"If you will make Ghip-Ghisizzle marry me, I'll find your old umbrella."

"Where is it?" asked Button-Bright eagerly.

"Make Ghip-Ghisizzle marry me, and I'll tell you," repeated Indigo. "But I won't say another word about it until after I am married."

So they went back to the palace and proposed to the new Boolooroo to marry Indigo so they could get their Magic Umbrella. But Ghip-Ghisizzle positively refused.

"I'd like to help you," said he, "but nothing will ever induce me to marry one of those snubnoses."

"They're very pretty—for Blueskins," said Trot.

"But when you marry a girl, you marry the inside as well as the outside," declared Ghip-Ghisizzle, "and inside these Princesses there are wicked hearts and evil thoughts. I'd rather be patched than marry the best of them."

"Which IS the best?" asked Button-Bright.

"I don't know, I'm sure," was the reply. "Judging from their actions in the past, there is no best."

Rosalie the Witch now went to the cabin and put Indigo into a deep sleep by means of a powerful charm.
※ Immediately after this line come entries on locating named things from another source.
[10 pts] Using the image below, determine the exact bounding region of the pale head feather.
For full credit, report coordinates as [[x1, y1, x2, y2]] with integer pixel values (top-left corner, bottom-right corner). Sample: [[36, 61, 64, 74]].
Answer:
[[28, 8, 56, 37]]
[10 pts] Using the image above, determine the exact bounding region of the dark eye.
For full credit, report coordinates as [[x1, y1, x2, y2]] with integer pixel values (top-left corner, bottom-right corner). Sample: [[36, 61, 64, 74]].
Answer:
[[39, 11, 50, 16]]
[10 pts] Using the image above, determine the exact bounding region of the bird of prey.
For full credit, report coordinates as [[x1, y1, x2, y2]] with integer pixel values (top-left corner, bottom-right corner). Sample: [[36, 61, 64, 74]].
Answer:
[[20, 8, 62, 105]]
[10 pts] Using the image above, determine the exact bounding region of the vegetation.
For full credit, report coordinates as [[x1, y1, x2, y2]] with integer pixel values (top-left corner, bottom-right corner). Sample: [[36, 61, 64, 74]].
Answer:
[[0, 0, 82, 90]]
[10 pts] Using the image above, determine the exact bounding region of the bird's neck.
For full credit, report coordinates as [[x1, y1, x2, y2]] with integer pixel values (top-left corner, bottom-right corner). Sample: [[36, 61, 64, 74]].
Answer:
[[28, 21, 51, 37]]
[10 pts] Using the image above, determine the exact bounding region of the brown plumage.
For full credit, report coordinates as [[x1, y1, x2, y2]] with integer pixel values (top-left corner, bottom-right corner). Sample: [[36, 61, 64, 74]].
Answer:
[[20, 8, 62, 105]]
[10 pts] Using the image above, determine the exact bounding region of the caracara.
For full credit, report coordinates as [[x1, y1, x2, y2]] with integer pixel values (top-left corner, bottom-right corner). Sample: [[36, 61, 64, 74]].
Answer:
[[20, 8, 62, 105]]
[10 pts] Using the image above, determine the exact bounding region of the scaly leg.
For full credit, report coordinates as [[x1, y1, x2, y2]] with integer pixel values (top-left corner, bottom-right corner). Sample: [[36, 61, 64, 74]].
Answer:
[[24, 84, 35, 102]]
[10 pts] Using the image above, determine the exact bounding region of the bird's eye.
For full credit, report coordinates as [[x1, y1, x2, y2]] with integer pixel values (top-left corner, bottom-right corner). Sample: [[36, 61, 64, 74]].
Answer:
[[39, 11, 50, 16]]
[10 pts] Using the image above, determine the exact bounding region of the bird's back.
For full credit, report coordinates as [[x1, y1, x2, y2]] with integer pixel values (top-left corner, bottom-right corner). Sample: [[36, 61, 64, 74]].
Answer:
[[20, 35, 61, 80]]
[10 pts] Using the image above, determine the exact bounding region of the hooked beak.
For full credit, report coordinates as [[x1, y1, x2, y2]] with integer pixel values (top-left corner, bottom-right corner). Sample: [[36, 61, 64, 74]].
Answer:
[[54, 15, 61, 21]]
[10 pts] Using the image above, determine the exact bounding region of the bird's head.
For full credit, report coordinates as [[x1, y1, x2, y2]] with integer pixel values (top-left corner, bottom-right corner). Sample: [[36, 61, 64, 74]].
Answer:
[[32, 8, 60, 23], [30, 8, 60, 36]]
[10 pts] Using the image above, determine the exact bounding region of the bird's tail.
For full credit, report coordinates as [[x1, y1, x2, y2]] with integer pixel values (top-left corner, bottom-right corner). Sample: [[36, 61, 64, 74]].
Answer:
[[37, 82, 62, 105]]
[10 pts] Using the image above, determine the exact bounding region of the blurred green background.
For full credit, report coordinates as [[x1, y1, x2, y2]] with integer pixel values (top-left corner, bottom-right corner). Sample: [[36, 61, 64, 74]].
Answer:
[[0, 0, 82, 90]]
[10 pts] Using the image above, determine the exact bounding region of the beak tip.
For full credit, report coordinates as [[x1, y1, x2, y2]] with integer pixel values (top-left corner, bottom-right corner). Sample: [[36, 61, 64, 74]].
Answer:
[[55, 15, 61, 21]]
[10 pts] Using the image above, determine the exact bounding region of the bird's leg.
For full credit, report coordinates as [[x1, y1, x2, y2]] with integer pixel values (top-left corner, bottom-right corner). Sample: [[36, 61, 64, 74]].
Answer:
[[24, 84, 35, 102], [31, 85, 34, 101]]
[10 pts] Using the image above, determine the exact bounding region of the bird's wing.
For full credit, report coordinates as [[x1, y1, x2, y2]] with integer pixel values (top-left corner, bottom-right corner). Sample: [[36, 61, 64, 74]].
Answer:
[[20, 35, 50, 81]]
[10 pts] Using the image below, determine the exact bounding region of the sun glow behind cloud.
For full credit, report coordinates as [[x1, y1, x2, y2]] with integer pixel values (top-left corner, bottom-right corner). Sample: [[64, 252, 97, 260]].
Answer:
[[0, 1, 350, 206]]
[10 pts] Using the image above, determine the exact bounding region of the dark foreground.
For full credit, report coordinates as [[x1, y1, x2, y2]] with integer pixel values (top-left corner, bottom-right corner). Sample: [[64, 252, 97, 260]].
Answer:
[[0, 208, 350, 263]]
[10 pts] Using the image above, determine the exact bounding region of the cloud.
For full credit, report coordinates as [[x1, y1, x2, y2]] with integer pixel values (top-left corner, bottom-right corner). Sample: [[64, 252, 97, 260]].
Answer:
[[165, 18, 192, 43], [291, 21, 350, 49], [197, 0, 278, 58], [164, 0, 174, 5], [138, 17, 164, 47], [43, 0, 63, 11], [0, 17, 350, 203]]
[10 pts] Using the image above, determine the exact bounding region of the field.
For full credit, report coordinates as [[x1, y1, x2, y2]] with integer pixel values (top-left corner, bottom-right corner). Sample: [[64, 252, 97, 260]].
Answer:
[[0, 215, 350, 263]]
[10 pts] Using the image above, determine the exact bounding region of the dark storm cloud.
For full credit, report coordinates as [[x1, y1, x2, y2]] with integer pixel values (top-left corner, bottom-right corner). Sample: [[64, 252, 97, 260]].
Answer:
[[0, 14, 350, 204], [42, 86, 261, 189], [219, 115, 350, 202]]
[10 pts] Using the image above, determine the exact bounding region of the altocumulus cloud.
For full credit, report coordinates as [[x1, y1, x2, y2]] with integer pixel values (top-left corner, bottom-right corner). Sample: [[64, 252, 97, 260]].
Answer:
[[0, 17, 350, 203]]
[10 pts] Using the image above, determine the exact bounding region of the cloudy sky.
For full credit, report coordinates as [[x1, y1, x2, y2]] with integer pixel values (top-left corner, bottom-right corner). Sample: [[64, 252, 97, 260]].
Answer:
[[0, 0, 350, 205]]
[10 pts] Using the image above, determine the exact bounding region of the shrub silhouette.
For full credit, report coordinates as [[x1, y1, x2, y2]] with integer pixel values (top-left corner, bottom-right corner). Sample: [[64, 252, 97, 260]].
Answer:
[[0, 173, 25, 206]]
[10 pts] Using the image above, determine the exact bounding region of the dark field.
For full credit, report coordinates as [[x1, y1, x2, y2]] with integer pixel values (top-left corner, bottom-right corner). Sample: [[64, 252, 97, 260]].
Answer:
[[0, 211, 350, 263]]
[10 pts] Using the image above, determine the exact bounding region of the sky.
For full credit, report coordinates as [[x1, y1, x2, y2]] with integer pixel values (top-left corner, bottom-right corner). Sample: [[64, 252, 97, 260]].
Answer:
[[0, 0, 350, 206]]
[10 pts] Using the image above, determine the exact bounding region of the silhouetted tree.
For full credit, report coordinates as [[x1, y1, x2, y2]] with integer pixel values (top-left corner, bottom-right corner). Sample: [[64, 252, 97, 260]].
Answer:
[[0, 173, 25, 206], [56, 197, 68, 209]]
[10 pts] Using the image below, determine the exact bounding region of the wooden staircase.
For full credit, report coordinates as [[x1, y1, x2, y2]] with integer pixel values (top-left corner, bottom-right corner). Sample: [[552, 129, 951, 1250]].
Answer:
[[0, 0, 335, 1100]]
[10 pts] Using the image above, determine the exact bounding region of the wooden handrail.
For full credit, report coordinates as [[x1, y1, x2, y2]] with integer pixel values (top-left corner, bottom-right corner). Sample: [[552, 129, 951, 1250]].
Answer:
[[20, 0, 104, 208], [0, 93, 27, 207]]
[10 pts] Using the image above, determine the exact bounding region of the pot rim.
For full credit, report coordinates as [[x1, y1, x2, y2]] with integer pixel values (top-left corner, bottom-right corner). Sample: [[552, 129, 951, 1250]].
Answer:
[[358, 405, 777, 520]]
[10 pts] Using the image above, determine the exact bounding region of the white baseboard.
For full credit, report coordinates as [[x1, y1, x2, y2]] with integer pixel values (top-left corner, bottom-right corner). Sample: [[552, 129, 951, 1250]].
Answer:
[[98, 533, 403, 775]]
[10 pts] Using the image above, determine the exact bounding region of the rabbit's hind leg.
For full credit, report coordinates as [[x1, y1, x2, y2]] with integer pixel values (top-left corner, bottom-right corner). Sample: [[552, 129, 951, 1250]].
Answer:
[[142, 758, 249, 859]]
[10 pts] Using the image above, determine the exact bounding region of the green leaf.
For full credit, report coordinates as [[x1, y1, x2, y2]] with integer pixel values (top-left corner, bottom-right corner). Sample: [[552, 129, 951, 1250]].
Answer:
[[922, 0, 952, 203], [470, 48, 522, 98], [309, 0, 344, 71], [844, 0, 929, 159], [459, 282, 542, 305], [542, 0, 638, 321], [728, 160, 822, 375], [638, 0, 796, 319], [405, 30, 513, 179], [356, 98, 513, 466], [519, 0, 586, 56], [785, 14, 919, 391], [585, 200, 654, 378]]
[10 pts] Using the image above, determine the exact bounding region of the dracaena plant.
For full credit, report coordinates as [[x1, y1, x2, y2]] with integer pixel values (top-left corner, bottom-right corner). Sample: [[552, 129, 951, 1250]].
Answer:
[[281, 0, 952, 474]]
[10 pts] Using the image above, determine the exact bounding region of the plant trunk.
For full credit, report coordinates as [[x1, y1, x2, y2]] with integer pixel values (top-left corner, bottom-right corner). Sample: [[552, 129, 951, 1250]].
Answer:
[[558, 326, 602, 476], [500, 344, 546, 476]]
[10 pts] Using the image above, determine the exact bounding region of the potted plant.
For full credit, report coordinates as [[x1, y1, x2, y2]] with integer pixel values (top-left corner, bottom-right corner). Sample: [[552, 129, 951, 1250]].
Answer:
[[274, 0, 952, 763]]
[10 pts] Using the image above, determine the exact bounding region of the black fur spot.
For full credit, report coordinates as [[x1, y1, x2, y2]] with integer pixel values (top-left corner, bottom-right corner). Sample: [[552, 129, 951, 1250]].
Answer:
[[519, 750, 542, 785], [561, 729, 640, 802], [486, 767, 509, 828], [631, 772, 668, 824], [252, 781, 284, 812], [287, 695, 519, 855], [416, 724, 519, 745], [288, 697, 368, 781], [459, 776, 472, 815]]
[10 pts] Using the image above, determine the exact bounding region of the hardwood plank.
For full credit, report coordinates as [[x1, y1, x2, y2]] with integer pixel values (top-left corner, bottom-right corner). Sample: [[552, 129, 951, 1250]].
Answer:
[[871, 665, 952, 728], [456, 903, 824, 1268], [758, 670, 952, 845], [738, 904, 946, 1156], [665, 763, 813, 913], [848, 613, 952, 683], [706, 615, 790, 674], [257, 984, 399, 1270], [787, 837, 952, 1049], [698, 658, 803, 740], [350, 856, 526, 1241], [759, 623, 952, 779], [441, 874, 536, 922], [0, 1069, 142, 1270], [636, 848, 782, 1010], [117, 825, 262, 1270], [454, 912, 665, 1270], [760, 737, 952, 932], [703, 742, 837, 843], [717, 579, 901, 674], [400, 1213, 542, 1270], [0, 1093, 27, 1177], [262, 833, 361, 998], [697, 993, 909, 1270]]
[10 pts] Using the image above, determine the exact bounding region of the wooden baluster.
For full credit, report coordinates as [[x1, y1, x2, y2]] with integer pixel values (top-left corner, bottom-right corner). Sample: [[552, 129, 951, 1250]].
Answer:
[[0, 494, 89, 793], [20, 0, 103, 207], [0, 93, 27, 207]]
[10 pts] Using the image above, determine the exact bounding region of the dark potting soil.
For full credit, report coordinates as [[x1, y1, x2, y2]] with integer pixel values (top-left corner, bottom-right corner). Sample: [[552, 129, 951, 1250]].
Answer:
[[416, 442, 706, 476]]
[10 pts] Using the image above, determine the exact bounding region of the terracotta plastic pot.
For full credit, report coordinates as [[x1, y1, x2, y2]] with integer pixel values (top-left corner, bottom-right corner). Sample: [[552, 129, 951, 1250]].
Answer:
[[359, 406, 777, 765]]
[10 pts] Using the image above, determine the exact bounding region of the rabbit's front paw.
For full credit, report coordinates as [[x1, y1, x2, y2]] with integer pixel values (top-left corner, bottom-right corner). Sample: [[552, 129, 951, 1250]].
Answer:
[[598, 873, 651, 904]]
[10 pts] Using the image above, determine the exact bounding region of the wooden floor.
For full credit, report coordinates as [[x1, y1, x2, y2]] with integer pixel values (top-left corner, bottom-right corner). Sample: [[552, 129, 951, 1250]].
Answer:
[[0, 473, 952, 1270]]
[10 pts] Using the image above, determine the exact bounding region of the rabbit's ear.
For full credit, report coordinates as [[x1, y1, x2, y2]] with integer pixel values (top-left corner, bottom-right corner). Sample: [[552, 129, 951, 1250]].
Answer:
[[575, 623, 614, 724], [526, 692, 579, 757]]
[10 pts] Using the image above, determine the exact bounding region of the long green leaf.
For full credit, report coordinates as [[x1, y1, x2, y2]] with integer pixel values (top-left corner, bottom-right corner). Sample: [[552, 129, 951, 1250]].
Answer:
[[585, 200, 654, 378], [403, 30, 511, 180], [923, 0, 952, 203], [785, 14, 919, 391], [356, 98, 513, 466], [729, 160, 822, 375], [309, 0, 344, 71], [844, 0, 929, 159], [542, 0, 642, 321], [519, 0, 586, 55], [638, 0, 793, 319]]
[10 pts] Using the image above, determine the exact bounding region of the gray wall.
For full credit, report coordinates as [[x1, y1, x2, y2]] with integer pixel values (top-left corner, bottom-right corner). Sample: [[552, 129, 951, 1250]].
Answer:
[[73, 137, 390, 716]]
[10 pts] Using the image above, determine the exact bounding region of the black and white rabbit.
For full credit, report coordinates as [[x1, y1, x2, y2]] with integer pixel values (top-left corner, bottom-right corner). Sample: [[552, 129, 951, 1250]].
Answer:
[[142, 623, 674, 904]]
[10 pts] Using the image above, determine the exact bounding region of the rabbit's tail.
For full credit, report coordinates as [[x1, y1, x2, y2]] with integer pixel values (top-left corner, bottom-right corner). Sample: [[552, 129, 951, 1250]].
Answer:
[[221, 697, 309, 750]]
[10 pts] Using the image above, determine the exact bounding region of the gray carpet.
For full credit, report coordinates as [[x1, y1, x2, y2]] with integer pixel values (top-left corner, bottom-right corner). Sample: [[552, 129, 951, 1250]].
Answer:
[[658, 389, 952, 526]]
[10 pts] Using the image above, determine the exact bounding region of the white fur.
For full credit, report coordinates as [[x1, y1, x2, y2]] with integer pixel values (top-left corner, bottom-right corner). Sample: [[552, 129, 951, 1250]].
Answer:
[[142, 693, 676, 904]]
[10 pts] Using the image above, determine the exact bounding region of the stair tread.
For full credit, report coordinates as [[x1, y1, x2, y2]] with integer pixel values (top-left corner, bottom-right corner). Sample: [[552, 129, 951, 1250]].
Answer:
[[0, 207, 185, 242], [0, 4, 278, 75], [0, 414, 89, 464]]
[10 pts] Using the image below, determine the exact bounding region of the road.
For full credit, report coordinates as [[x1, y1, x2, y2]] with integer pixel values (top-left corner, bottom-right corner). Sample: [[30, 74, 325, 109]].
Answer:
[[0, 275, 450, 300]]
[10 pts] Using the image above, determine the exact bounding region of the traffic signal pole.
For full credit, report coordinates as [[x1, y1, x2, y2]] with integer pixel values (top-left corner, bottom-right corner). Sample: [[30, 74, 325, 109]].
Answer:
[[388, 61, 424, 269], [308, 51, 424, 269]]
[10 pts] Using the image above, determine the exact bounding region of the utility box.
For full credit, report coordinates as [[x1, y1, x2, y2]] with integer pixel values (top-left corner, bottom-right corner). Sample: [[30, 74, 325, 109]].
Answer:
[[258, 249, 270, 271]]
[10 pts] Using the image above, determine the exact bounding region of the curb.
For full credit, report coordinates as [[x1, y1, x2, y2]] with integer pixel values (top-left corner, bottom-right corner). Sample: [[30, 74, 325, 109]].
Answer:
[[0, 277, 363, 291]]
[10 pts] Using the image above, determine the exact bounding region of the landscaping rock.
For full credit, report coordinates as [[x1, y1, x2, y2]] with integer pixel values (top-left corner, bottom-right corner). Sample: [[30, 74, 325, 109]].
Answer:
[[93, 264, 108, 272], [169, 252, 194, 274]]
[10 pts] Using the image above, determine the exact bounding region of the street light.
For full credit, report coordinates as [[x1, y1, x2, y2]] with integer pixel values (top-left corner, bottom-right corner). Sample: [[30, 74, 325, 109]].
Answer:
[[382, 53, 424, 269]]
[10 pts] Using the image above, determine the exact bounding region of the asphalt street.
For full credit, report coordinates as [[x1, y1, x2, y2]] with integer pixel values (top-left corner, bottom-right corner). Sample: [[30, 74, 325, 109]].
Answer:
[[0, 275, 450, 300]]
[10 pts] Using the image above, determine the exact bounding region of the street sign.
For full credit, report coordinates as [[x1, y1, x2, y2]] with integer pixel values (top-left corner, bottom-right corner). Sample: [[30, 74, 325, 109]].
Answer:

Then, while the Princess slept, the Witch made her tell all she knew, which wasn't a great deal, to be sure; but it was soon discovered that Indigo had been deceiving them and knew nothing at all about the umbrella. She had hoped to marry Ghip-Ghisizzle and become Queen, after which she could afford to laugh at their reproaches. So the Witch woke her up and went back to the palace to tell Trot of her failure.